Il sorriso è quello di chi cerca un premio di consolazione: “Abbiamo ottenuto un risultato soddisfacente, tre milioni di persone hanno votato per noi”, dice Mario Monti a tarda sera, quando raggiunge il comitato elettorale al terzo piano di un edificio storico del centro di Roma, proprio davanti a Palazzo Chigi. “Ci stimavano un po’ più alti”, ammette. E anche lui ci sperava.

CONVINCERLO a parlare è stata un’impresa difficile per i suoi. Il leader di Scelta civica è rimasto chiuso per tutto il giorno nel suo appartamento da premier, godendoselo per quelle che potrebbero essere le ultime ore. Mentre nelle stanze di fronte non c’è mai stata aria di festa. Il portavoce nazionale della lista, Lelio Alfonso, è l’addetto a mantenere un basso profilo in diretta tv.
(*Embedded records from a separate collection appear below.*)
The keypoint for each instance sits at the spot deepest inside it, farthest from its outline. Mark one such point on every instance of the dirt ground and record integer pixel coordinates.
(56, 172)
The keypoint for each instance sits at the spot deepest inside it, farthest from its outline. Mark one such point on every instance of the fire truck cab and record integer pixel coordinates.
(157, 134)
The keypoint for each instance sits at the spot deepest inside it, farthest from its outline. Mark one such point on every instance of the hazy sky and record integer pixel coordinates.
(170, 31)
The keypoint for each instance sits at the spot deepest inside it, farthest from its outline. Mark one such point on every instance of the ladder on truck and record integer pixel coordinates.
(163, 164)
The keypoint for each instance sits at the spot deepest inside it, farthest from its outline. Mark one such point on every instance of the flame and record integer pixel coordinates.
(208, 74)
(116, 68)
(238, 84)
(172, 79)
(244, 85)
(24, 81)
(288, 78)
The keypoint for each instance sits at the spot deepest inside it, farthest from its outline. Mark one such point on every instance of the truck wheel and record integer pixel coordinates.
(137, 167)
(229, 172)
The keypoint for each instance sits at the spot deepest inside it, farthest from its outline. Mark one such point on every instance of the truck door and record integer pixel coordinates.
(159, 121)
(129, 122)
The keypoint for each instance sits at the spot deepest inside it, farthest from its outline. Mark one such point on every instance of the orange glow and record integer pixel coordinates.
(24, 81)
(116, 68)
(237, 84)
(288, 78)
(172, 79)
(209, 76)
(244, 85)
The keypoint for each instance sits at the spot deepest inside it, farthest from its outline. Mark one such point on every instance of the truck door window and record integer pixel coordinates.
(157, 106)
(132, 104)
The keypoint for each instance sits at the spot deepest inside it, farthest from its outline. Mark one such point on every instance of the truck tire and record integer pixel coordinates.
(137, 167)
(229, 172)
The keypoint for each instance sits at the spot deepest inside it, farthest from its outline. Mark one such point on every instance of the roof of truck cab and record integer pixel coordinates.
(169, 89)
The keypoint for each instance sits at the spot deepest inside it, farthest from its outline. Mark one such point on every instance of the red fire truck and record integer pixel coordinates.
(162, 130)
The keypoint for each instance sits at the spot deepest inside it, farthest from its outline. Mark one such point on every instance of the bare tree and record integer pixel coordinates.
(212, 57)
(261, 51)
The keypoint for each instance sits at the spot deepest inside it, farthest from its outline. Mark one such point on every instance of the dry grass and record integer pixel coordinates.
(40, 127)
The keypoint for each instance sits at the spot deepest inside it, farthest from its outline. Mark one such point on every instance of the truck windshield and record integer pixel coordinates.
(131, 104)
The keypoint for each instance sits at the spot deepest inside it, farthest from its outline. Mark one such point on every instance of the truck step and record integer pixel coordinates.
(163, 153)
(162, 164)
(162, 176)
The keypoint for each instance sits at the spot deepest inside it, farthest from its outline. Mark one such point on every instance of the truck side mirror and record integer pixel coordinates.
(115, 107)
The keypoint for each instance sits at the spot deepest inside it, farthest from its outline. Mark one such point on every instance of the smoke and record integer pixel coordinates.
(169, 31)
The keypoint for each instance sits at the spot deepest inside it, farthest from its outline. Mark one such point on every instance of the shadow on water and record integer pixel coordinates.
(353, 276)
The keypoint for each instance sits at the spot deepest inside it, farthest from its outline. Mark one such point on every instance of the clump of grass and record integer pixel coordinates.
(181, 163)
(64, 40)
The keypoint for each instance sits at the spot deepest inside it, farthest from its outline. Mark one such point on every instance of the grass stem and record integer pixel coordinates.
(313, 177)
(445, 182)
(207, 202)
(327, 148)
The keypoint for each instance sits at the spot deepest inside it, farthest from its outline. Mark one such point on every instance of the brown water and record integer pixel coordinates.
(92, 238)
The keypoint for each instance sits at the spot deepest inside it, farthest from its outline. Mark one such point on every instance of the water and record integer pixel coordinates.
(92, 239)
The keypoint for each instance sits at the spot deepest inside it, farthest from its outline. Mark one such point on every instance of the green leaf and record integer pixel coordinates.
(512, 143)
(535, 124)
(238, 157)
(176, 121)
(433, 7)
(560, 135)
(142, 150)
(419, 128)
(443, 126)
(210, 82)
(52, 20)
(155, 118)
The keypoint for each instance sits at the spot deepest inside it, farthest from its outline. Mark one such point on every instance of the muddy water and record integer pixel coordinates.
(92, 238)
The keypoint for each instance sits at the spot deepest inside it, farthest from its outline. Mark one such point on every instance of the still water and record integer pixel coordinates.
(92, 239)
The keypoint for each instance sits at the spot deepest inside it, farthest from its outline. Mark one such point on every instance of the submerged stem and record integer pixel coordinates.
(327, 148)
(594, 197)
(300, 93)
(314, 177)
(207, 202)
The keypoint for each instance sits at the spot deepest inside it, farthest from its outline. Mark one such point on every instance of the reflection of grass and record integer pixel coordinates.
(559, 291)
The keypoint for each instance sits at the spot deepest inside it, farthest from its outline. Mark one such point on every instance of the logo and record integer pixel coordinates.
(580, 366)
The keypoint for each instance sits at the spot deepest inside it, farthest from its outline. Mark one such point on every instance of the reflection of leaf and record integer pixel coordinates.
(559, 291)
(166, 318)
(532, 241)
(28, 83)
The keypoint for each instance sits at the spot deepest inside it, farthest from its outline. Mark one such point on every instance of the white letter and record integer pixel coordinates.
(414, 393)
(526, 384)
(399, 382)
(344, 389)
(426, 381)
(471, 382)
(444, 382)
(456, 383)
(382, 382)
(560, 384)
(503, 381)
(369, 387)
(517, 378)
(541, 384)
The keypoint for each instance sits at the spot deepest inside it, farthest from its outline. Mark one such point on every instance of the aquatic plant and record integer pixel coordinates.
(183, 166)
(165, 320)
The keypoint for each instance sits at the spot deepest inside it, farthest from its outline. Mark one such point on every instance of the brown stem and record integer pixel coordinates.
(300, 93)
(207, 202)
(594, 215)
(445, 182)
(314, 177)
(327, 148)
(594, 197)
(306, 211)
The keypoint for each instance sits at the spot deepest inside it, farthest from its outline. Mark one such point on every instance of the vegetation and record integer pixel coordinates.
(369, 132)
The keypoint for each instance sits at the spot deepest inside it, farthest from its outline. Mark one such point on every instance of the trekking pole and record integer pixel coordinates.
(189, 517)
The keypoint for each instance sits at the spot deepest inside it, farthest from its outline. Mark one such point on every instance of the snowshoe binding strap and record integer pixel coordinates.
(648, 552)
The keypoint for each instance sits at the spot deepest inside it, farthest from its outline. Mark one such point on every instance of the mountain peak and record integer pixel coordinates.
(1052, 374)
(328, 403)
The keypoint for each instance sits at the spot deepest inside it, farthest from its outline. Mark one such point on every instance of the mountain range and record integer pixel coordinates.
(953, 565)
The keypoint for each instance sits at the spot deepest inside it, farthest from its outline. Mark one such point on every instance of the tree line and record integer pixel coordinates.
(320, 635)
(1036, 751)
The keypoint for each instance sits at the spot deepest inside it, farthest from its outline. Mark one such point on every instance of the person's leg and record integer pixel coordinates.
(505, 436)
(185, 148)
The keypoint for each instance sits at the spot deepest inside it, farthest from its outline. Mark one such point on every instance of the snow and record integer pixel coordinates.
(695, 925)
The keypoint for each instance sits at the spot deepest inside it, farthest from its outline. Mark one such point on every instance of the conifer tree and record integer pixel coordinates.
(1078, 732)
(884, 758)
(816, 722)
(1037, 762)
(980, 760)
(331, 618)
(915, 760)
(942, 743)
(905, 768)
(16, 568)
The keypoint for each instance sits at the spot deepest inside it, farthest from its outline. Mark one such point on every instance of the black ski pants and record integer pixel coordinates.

Andrea Romano, candidato alla Camera in Toscana, fa training autogeno: porta con sé il libro “Keep calm and carry on, good advice for hard times”, mantieni la calma e vai avanti, consigli per i tempi duri. Potrebbe averne bisogno. Dice che “il problema è la legge elettorale”. Lo ribadisce anche Monti la sera: “Non esiste Paese in cui sia così marcata la sproporzione tra il risultato elettorale e la realtà per colpa di una legge che ha avuto nella letteratura e nella prassi il nome che si merita”.

Una stoccata al Partito democratico. Infatti la “salita” in politica del Professore con il Porcellum è valsa solo un pugno di parlamentari. Nella lotta per la sopravvivenza il presidente del Consiglio si è rivelato un cannibale che non ha esitato un momento a fagocitare i suoi compagni di viaggio (Fli e Udc) per salvare la pelle. C’è riuscito, ma ha pagato un prezzo troppo alto per non arrivare nemmeno all’obiettivo che si era prefissato in partenza: diventare l’ago della bilancia di una futura maggioranza di governo. Non è più l’uomo della “Provvidenza europea” e dietro di lui c’è lo spettro del “rospo”, Lamberto Dini, dalla Banca d’Italia al governo e poi in disgrazia, oscillante tra centro-destra e centrosinistra.

IL DIECI PER CENTO a Montecitorio (45 deputati) e il nove per cento a Palazzo Madama (una ventina di senatori) non bastano a proporsi come “terza gamba” di una qualsivoglia maggioranza. La speranza cede il passo alla realtà. Niente premiership (a meno di una grande coalizione), niente ministero dell’Economia, un miraggio il Quirinale. “Ora un governo va garantito, serve la massima trasparenza tra forze politiche e responsabilità in un momento molto grave”, dice Monti, senza rivelare il piano che ha in mente. Per non farlo apparire come uno degli sconfitti, nel tardo pomeriggio Enrico Bondi, Andrea Riccardi e Mario Sechi attraversano la strada e lo convincono a parlare con i giornalisti. Difficile non definirlo deluso. “Non è vero, abbiamo preso il 100% in più delle scorse elezioni, non possiamo considerarla una sconfitta” ribattono i suoi al rientro dalla riunione a Palazzo Chigi, accanendosi sulle vittime di questa tornata elettorale: Gianfranco Fini e Pier Ferdinando Casini, che hanno perso quasi tutto. “Per quanto ci riguarda è impossibile nascondere un risultato totalmente negativo ed è inutile recriminare – dichiara il presidente della Camera, senza nascondere il tremendo flop – per l’Italia temo che il peggio debba ancora venire”. Per lui invece è già arrivato, è fuori dal Parlamento. Casini entra grazie a un posto da capolista in Basilicata dove la lista raggiunge l’8,33% ma l’Udc non tocca il 2% alla Camera dove può sperare solo in qualche seggio residuale. “Abbiamo avuto un risultato dignitoso ma al di sotto delle aspettative, abbiamo fatto i donatori di sangue” dice Casini. Vittime del cannibale, a cui però non basta lo scalpo degli alleati per realizzare il suo sogno: non traslocare.